Но я не могла скрыться, хотя и не хотела в тюрьму. Просто не могла представить, что уеду, исчезну – это значило бы, что я буду молчать, а ведь мы хотели быть услышанными... 15 марта я обедала в кафе с моим адвокатом Виолеттой Волковой, и она предупредила, что, скорее всего, меня сегодня арестуют. Я попросила ее сообщить отцу, когда это случится. После ареста он был в ужасе от происходящего и очень тревожился за меня.

Следователи, видимо, ему сказали, что если я заменю адвоката на другого, которого они укажут, тот уговорит меня покаяться, и тогда меня выпустят. Отец старался меня убедить это сделать и сердился, что я отказываюсь. Но потом он понял, почему я так поступаю. Он много читал, что писали о нашем деле, и наконец разобрался в том, что происходит, и перестал меня осуждать. Он встал на нашу сторону. Теперь я чувствую, что папа по-настоящему близкий мне человек. И могу с ним разговаривать более откровенно, чем когда-либо раньше. Мы с ним действительно одна семья, мы вместе.

Даже если бы я заранее знала, к чему приведет меня участие в группе, выступление в храме, я бы повторила этот путь. Я не жалею о том, что делала. И считаю моих подруг образованными, думающими и мужественными людьми. Мне кажется, сейчас многие поняли, что наше выступление не было ни хулиганством, ни попыткой эпатажа. Даже те, кто против нас, задумываются о причинах, которые нас к этому побудили.

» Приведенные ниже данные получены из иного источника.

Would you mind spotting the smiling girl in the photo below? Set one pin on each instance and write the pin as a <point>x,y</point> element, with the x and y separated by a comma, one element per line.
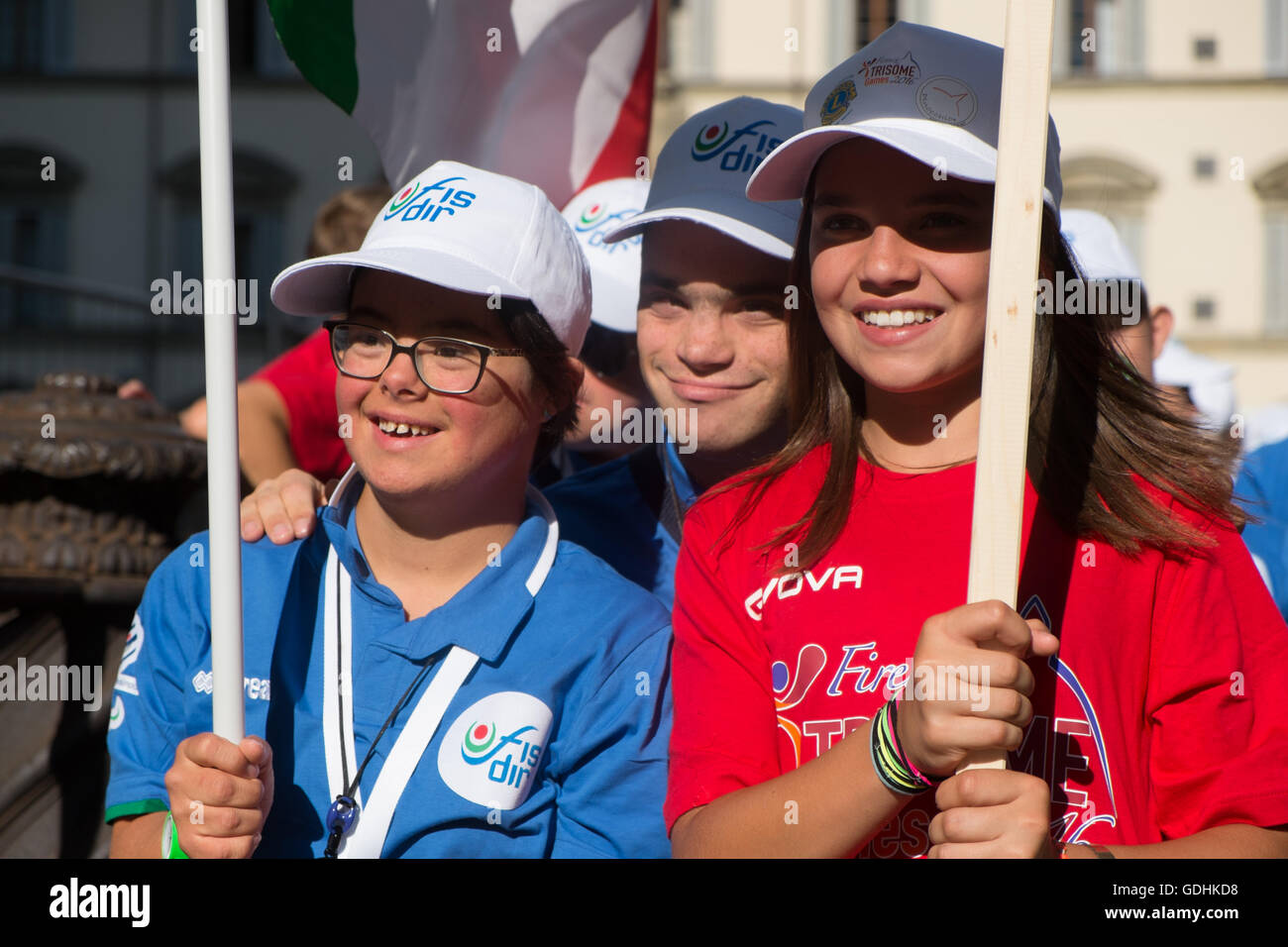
<point>432,673</point>
<point>828,680</point>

После ареста приходилось нелегко, в первую очередь физически, потому что мы иногда не спали и не ели, нам не разрешали выйти в туалет. Мы знакомились с делом в зале суда и от усталости не могли читать, все расплывалось перед глазами. Тюрьма для меня жестокий, тяжелый, но и важный опыт – будет что вспомнить в будущем!

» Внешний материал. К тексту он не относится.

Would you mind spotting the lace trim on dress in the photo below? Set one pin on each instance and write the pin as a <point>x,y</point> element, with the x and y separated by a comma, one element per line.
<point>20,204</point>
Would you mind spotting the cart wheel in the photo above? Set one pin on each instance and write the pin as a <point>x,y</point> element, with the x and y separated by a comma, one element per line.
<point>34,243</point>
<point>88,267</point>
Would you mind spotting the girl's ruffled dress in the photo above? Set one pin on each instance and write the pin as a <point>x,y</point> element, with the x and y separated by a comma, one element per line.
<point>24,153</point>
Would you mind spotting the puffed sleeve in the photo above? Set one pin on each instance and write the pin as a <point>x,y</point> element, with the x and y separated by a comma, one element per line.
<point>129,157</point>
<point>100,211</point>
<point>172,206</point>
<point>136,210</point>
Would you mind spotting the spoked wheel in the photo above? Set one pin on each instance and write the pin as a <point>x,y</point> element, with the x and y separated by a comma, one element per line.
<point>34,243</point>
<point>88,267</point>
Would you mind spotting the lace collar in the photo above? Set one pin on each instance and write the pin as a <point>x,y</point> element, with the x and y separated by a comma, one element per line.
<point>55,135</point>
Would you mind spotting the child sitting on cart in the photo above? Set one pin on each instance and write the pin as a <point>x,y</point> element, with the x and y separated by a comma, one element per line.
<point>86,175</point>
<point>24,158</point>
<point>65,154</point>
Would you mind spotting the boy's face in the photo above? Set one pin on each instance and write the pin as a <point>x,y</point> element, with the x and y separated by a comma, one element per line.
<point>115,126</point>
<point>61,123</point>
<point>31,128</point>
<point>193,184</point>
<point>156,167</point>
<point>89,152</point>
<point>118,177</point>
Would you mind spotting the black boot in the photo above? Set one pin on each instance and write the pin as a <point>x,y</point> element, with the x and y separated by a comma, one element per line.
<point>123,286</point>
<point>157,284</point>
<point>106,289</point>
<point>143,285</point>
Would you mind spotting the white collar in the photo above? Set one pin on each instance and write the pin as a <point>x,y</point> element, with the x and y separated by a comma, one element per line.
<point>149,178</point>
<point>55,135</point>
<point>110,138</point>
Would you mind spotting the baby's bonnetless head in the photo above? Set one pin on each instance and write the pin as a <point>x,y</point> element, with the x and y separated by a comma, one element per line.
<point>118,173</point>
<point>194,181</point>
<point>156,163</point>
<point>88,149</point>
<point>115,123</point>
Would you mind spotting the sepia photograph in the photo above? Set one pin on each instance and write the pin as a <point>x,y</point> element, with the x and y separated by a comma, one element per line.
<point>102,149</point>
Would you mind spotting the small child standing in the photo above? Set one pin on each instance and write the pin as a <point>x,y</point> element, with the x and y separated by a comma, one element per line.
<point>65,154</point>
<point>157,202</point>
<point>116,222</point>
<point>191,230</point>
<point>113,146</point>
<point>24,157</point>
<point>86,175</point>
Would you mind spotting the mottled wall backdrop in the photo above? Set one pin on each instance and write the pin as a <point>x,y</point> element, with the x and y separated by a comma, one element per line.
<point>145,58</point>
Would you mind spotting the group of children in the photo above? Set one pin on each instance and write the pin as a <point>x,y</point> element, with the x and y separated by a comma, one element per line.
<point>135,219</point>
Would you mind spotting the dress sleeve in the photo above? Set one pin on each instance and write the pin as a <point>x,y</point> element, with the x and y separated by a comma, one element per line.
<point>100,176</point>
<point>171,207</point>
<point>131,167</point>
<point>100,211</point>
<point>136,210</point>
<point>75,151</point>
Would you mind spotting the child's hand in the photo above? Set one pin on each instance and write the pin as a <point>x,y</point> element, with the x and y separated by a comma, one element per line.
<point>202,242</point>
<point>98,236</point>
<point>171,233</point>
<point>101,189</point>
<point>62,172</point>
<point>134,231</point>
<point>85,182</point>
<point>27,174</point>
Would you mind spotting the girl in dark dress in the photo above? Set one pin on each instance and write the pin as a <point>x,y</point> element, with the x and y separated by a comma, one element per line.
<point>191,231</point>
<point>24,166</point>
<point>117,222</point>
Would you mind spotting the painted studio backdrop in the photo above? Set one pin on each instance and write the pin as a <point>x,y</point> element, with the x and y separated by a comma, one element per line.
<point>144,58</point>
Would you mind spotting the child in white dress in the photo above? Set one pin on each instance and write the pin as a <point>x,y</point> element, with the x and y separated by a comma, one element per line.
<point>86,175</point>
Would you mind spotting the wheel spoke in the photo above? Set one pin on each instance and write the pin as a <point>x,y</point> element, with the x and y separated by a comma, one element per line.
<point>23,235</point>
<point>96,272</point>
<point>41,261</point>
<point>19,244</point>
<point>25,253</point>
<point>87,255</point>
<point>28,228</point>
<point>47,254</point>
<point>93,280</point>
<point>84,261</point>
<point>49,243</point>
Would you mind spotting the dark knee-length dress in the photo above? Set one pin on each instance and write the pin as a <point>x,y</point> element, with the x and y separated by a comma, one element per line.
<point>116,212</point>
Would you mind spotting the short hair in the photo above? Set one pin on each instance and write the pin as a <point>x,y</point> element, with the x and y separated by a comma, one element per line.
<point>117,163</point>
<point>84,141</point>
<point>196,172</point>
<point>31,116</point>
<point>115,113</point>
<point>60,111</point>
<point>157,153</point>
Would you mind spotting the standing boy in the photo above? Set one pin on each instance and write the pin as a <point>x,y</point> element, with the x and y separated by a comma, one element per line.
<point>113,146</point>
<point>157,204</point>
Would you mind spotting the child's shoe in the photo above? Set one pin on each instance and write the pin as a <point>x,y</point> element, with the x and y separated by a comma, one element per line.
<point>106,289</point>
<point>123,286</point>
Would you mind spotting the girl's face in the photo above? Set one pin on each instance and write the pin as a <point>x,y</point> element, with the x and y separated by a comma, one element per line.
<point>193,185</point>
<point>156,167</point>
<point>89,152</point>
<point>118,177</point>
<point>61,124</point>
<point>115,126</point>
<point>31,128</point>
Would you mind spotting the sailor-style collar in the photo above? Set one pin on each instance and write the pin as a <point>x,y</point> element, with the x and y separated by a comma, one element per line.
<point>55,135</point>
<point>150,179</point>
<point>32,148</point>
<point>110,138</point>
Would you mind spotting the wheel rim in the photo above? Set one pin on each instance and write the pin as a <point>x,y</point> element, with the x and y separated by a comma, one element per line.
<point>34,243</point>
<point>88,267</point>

Труднее всего привыкнуть к тому, что здесь к заключенным относятся как к механическим машинам для исполнения приказов, словно мы лишены человеческого достоинства. Но это не так. У нас есть достоинство, есть убеждения. И меня это очень поддерживает. Мои взгляды не случайны, они складывались в течение долгого времени, и в трудные моменты они помогают мне держаться. Иногда я даже сама этому удивляюсь – у меня больше сил, чем я предполагала.